In the Heart of the Valley of Love
[In the following review, Quick writes that the narrative of In the Heart of the Valley of Love is lacking in focus and is poorly constructed.]
In her second novel, Cynthia Kadohata has tried something extremely difficult: to take a story of the disaffected 1990's and project it 60 years ahead in time. What makes futuristic fiction work is an accretion of telling detail so convincing that the reader suspends disbelief. Unfortunately, In the Heart of the Valley of Love has lots of detail but very little conviction. The setting is Los Angeles in 2052, but the author seems not to have exercised her imagination: this is the smog-filled and crime-ridden city of 1992, with just a few differences (water and gas rationing; odd, unexplained skin diseases).
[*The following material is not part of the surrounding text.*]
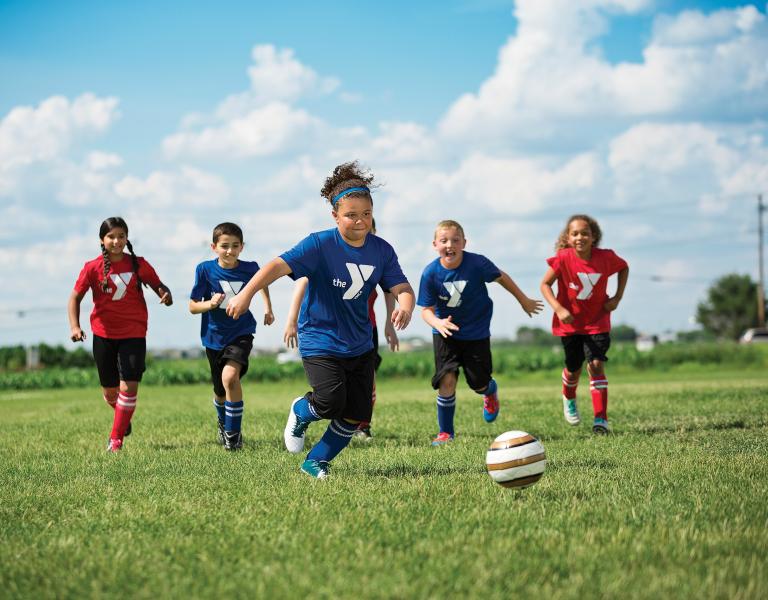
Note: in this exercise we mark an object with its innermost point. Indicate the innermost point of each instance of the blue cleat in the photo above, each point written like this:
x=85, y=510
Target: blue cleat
x=315, y=468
Apart from some specific biographical details, the book's narrator, a 19-year-old named Francie, bears a remarkable resemblance to the slightly younger Japanese-American narrator of Ms. Kadohata's first novel, The Floating World. Though supposedly generations apart, these two adolescents seem very much the same person: alienated, opaque and drawn to angst-filled speculation about the absurdity of existence. The plot concerns Francie's involvement with her college newspaper, the handful of other students who work there and the aunt and surrogate father who have raised her from the time she was 13. But the narrative lacks focus; it seems haphazardly constructed out of Francie's deadpan stream-of-consciousness observations, which read like a bad translation of Camus. The result is like listening to someone describe a long and pointless dream.